For five years straight, Nvidia’s GTX 1060 was the most popular graphics card for gamers. But now, AMD might be able to match it with only integrated graphics.
Fresh information around AMD’s upcoming desktop APUs, specifically the Ryzen 5 8600G, has emerged to give us a fair idea of how the upcoming processor and integrated graphics could shape up. Recently leaked Geekbench benchmark scores not only offer a performance metric, but the listing also reveals crucial specifications about the upcoming chip.
The upcoming Ryzen 5 8600G could arrive with the Radeon 760M integrated graphics chip clocked at 2.8GHz and featuring eight compute units and 512 GPU shader cores. Paired with two sticks of 16GB DDR5-6000 memory, the 8600G achieved a score of 30,770 points in the Vulkan benchmark, while in the OpenCL test, it scored 24,842 points.
As pointed out by Tom’s Hardware, benchmark scores of the Radeon 760M are almost as good as Nvidia’s GeForce GTX 1060. Granted that the GTX 1060 launched almost seven years ago, but it is important to note that AMD has managed to deliver the same performance using significantly less power. Essentially, it would mean this integrated GPU will be capable of running certain modern games at 1080p at 60 frames per second (fps), which would be very impressive.
For many years, the GTX 1060 was the standard bearer for entry level PC gaming, topping the Steam survey charts from 2017 to 2022. It would be a massive win for AMD to deliver graphics at this level, but we’ll have to wait for more official information before we know what its capabilities are for sure.
The benchmark listing also confirms that the upcoming Ryzen 5 8600G may feature six cores, 12 threads, and a boost clock of 4.996GHz. This is almost the same configuration as the Ryzen 5 7600, with the only difference being the lower boost clock speed.
It is also expected that the Ryzen 7 8700G will be making use of AMD’s Radeon 780M, which could deliver up to 50% better performance. While we don’t have a confirmed date or release schedule for the upcoming Ryzen 8000G series of desktop processors, Gigabyte spilled the beans about it in November.

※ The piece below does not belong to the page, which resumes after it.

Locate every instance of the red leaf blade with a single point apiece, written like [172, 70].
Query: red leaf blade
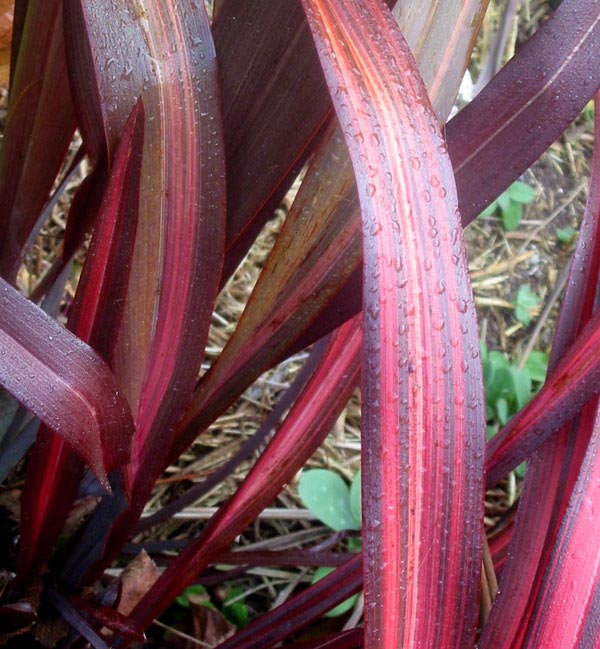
[305, 427]
[422, 387]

Upon releasing a new AGESA beta BIOS for its X670, B650, and A620 motherboards last year, the company had accidentally mentioned the following in its announcement: “The forthcoming AM5 next-gen APU will be launched at the end of January 2024.” Since CES is just around the corner, we could see AMD making some sort of announcement there and eventually releasing the chips by the end of this month.